I have this dataset :
ID timestamp value
unique1 1584420000 120
unique1 1584410000 100
unique1 1584400000 20
unique2 1584410000 90
unique2 1584400000 10
unique3 1584400000 30
i need to calculate the value for an id and version depending of the previous version of the same id.
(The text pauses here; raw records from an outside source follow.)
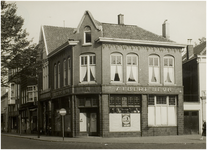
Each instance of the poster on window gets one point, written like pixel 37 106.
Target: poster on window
pixel 126 120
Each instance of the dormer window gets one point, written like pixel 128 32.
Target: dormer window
pixel 87 35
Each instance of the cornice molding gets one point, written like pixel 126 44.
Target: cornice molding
pixel 140 42
pixel 138 47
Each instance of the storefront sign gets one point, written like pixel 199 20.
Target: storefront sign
pixel 126 120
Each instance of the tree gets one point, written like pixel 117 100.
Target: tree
pixel 17 52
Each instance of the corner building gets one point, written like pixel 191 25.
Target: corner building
pixel 113 79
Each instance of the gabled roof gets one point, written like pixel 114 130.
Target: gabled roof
pixel 56 36
pixel 130 32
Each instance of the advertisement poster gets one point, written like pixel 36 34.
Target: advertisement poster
pixel 126 120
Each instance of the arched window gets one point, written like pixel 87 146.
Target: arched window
pixel 87 67
pixel 132 68
pixel 116 67
pixel 154 69
pixel 87 34
pixel 55 76
pixel 169 73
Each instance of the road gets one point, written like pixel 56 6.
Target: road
pixel 8 142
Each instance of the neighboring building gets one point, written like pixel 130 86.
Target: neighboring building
pixel 194 81
pixel 113 80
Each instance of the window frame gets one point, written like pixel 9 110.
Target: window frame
pixel 131 55
pixel 153 56
pixel 168 57
pixel 87 63
pixel 116 64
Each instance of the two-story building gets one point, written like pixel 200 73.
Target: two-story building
pixel 112 79
pixel 194 81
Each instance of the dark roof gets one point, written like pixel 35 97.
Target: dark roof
pixel 199 49
pixel 56 36
pixel 130 32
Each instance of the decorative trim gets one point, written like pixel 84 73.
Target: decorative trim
pixel 137 47
pixel 142 42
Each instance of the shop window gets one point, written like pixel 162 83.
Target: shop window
pixel 64 73
pixel 162 111
pixel 88 102
pixel 69 71
pixel 58 75
pixel 55 76
pixel 154 69
pixel 169 70
pixel 87 68
pixel 87 35
pixel 116 67
pixel 124 104
pixel 132 68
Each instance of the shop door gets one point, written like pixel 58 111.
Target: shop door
pixel 191 122
pixel 92 124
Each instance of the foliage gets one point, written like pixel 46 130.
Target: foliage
pixel 17 52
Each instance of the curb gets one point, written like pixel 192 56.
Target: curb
pixel 101 142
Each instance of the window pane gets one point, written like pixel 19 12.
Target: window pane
pixel 118 59
pixel 151 100
pixel 165 62
pixel 134 62
pixel 155 61
pixel 128 60
pixel 88 37
pixel 161 100
pixel 151 61
pixel 172 100
pixel 170 62
pixel 113 59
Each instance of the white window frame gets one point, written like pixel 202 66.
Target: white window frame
pixel 87 30
pixel 88 64
pixel 58 75
pixel 64 72
pixel 170 75
pixel 155 115
pixel 115 66
pixel 55 76
pixel 152 69
pixel 129 68
pixel 69 71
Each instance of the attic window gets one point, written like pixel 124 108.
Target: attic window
pixel 87 35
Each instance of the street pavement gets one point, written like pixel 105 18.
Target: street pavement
pixel 190 139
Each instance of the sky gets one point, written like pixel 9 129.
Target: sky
pixel 187 19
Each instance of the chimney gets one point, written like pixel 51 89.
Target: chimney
pixel 189 51
pixel 166 30
pixel 121 19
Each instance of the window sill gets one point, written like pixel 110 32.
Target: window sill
pixel 155 84
pixel 164 126
pixel 87 44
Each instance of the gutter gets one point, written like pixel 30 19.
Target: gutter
pixel 140 42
If an ID doesn't have a last version before, the value is kept the same
ID timestamp valueCalculated
unique1 1584420000 20
unique1 1584410000 80
unique1 1584400000 20
unique2 1584410000 80
unique2 1584400000 10
unique3 1584400000 30
I have tried to achieve this but i am only able to aggregate by id and version and do a minus of the last two version avaible ( if an ID hasn't been updated it will keep its value ) which gives only one row per ID.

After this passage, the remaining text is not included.